Die Kantone können somit bis 2050 unter den vom Eidgenössischen Finanzdepartement festgelegten Bedingungen Abzüge für Abrisskosten im Hinblick auf einen Wiederaufbau, die Restaurierung von historischen Denkmälern oder ökologische Investitionen beibehalten. Darüber hinaus können Steuerpflichtige, die zum ersten Mal eine Immobilie für den Eigenbedarf erwerben, einen Teil der Hypothekarzinsen abziehen, wobei die Obergrenzen über zehn Jahre degressiv gestaffelt sind (10 000 Franken für verheiratete Paare und 5000 Franken für andere, mit einer jährlichen Verringerung um zehn Prozent).
Paradoxe Situation
Dieser Übergang führt zu einer ziemlich paradoxen Situation: Manche Eigentümer werden sich beeilen, vor 2028 Renovierungsarbeiten durchzuführen, um ein letztes Mal von den aktuellen Steuerabzügen zu profitieren. Gleichzeitig müssen die Kantone ihr Steuersystem überdenken. Die Eigentümer neuerer Wohnungen werden davon profitieren, da sie von einer als ungerecht empfundenen Steuer befreit werden. Dagegen könnten diejenigen, die ältere Immobilien besitzen, unter steigenden Unterhaltskosten leiden.

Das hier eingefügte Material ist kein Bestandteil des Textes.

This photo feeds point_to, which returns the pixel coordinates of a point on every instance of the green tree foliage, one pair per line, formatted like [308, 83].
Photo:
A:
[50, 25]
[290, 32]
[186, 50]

Das eigentliche Problem liegt jedoch bei den Kantonen, insbesondere denen mit vielen Zweitwohnungen wie dem Wallis oder dem Tessin, die jährlich Einnahmen in Höhe von mehreren hundert Millionen Franken verlieren könnten. Diese Regionen müssen ihre Verluste ausgleichen, wahrscheinlich durch die Einführung neuer lokaler Steuern. Aber die Modalitäten sind noch unklar, sodass das Risiko einer mehrstufigen Besteuerung besteht.
Die grösste Gefahr jedoch liegt in der Komplexität des neuen Systems. Die Reform könnte zu einem Flickenteppich kantonaler Vorschriften führen, die schwer zu durchschauen sind. Kleine und mittlere Unternehmen, die sich für die Abschaffung des Eigenmietwerts eingesetzt hatten, werden nun die Beibehaltung bestimmter Abzüge fordern müssen, um eine plötzliche Erhöhung ihrer Steuerlast zu vermeiden.
Vorausschauend handeln
Bis 2028 sollten Eigentümer vorausschauend handeln. Wer Bauarbeiten plant, sollte diese vor 2028 durchführen, um noch von den letzten Steuerabzügen zu profitieren. Für die Kantone wird es darum gehen, ein Gleichgewicht zu finden zwischen der Notwendigkeit, ihre Verluste auszugleichen, und dem Risiko, die Haushalte zu benachteiligen.
Diese Reform bedeutet damit nicht nur das Ende einer steuerlichen Anomalie; sie leitet auch eine Phase der Unsicherheit ein, in der jeder Kanton seine eigenen Lösungen finden muss – mit dem Risiko, neue Ungleichheiten zwischen den Regionen zu schaffen. Die fakultativen Bestimmungen bieten eine gewisse Flexibilität, aber ihre Anwendung hängt vom lokalen politischen Willen ab. Und genau darin liegt die Komplexität dieser Reform, die einen neuen interkantonalen Steuerwettbewerb einführen soll, von dem man sich eine Entlastung der Steuerpflichtigen erhofft.